1. Wait for clarity. Resist the clamor for immediate action until the first reports, which OFTEN prove wrong and confused, are sifted through and confirmed. Once when I was a pastor, only minutes before the Sunday morning service was to begin, an elder in the church burst in to the ready room with the terrible news that another of our elders had just been killed in an auto accident. He was certain the news was correct because it was "all over the news." He wanted me to go onto the platform immediately to announce it and request prayer for the family. I wasn't so sure and told him I wanted to wait for confirmation. When I resisted his pressure he grew angry, demanding that I "show some spiritual leadership." I refused and he grew angrier the longer we waited. Within an hour it turned out that the report was not correct. Do not indulge yourself in the fantasy that he came and apologized. That kind of closure seldom comes except in movies.
Don't let emotional hot heads ramrod you into precipitous action. Wait. Remain calm. Seek the best available information. And try to ignore hysterical conspiracy theorists demanding that you prove what a bold leader you are. When emotionalism over rules prudence, poor decisions lurk in the fog of confusion that surrounds all crises.
2. Use your discernment. Opportunists, who in a true tragedy would seek publicity for themselves or even for you, are unprincipled and unworthy advisors. You may very well be blamed, even harshly, for not enthusiastically aiding whatever manipulators are hoping to exploit the crisis. Don't climb on their bandwagons. And don't be afraid. When others finally see the truth and recognize crass exploitation for what it is, they will appreciate your leadership.

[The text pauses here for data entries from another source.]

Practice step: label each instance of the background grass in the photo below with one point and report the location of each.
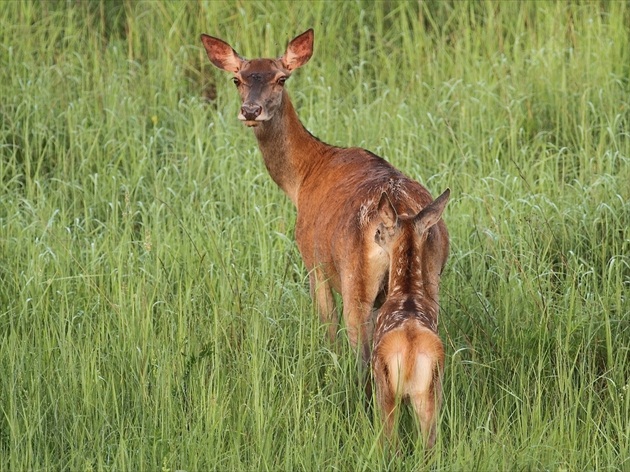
(154, 310)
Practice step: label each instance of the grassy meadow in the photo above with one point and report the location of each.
(154, 309)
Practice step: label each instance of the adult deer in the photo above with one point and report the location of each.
(334, 189)
(408, 356)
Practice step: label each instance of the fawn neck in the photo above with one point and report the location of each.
(408, 278)
(288, 149)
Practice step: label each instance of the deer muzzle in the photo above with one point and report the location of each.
(249, 113)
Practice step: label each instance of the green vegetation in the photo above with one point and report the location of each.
(154, 310)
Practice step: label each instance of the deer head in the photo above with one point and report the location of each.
(260, 82)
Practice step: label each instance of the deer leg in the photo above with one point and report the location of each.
(321, 293)
(359, 297)
(386, 399)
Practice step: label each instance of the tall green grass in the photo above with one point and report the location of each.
(154, 310)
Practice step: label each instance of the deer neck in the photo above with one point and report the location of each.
(288, 149)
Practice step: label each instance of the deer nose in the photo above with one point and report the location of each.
(250, 111)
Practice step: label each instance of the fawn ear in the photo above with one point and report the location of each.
(387, 212)
(299, 51)
(221, 54)
(432, 213)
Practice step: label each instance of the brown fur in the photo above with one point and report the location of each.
(408, 355)
(335, 190)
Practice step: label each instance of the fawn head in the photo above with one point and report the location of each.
(260, 82)
(404, 239)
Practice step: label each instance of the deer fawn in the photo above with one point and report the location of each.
(408, 356)
(335, 190)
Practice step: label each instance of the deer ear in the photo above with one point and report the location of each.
(432, 213)
(221, 54)
(387, 212)
(299, 51)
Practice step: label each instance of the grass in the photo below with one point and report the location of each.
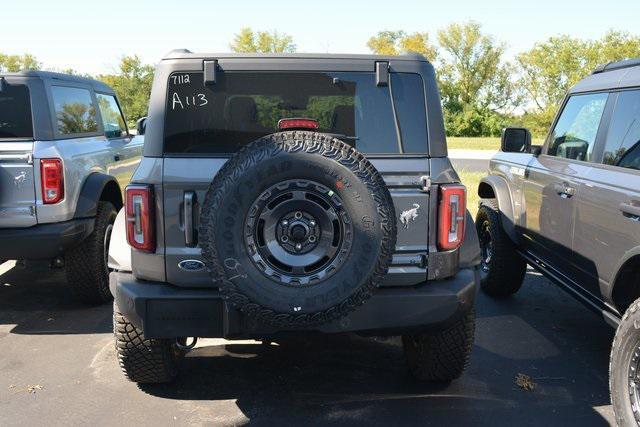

3. Let genuine concern for those involved in the crisis guide your actions. Deciding on war with Spain can always wait, so to speak. What about the sailors, and their widows and mothers? First, bury the dead and comfort the grieving. In other words, do what must be done to help whoever is hurting in the midst of whatever the crisis is. True leaders, great leaders are never opportunistic. Has it been a while since you read Lincoln's address at the dedication of the Gettysburg cemetery? You might want to look it up. And read it, carefully savoring each word. It was a masterpiece of language to be sure. Beyond that it was also heartfelt. A masterpiece of caring and sensitive leadership. He wasn't using the occasion to grab a headline. He was leading.